Judge Frederickson said situations like the one officers faced that morning “realistically leave them without a viable intermediate weapon option,” which is why the officer who shot Shworob felt she “had no other choice.”

The judge also said officers’ initial actions were restrained. While they would have been justified in using a less lethal weapon when they saw Shworob attacking his father, and a gun when they saw he had a knife, they “did not immediately jump to these options.”

She also said while it’s not recommended that officers to go “hands on” when a weapon like a knife is involved, they did anyway to try to resolve things without using more serious force.

Police have since started getting trauma-based first aid training and have also had a chest seal added to their standard first aid kit, which would have been appropriate to use on Shworob if it had been available.
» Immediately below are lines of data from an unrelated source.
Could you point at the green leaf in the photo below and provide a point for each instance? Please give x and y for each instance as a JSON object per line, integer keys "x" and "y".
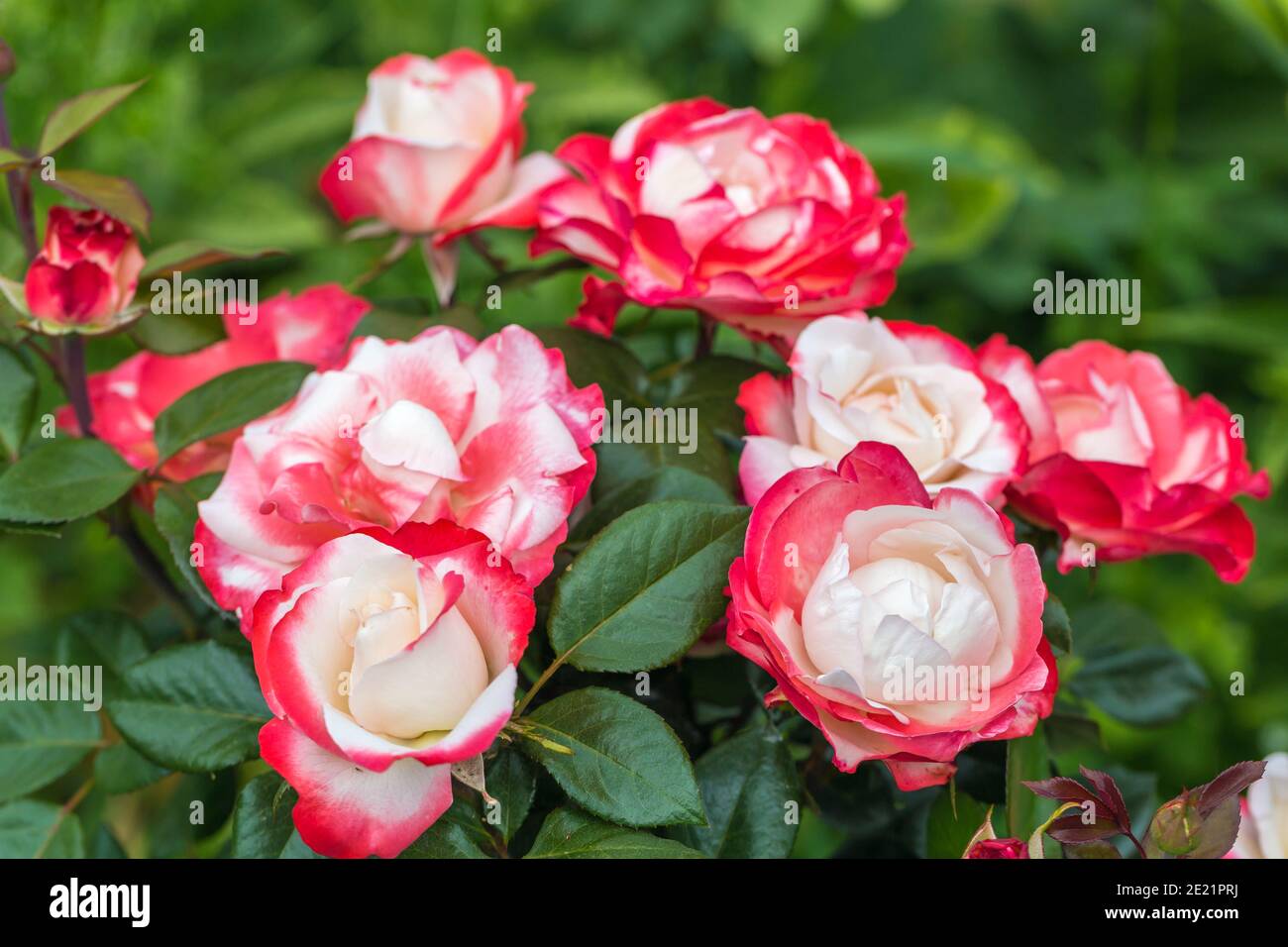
{"x": 1055, "y": 625}
{"x": 513, "y": 784}
{"x": 1129, "y": 671}
{"x": 120, "y": 768}
{"x": 227, "y": 402}
{"x": 42, "y": 740}
{"x": 664, "y": 483}
{"x": 626, "y": 764}
{"x": 571, "y": 834}
{"x": 175, "y": 512}
{"x": 115, "y": 196}
{"x": 747, "y": 783}
{"x": 75, "y": 115}
{"x": 193, "y": 707}
{"x": 17, "y": 399}
{"x": 1026, "y": 759}
{"x": 948, "y": 832}
{"x": 31, "y": 828}
{"x": 456, "y": 834}
{"x": 647, "y": 586}
{"x": 192, "y": 254}
{"x": 262, "y": 819}
{"x": 65, "y": 479}
{"x": 9, "y": 159}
The inquest heard Shworob suffered from “undiagnosed mental health concerns” and had committed an act of self-harm in the weeks before his death.

He was also involved in an incident about a decade earlier in which he had stabbed someone while in psychosis, and underwent treatment for six months, the report said. His family doctor and parents had also expressed concern to him about his use of psilocybin.

A toxicology report done after his death did not detect any drugs in Shworob’s system, though the report said the laboratory “did not have a specific method for the confirmation of psilocin and/or psilocybin, which are the compounds in magic mushrooms.”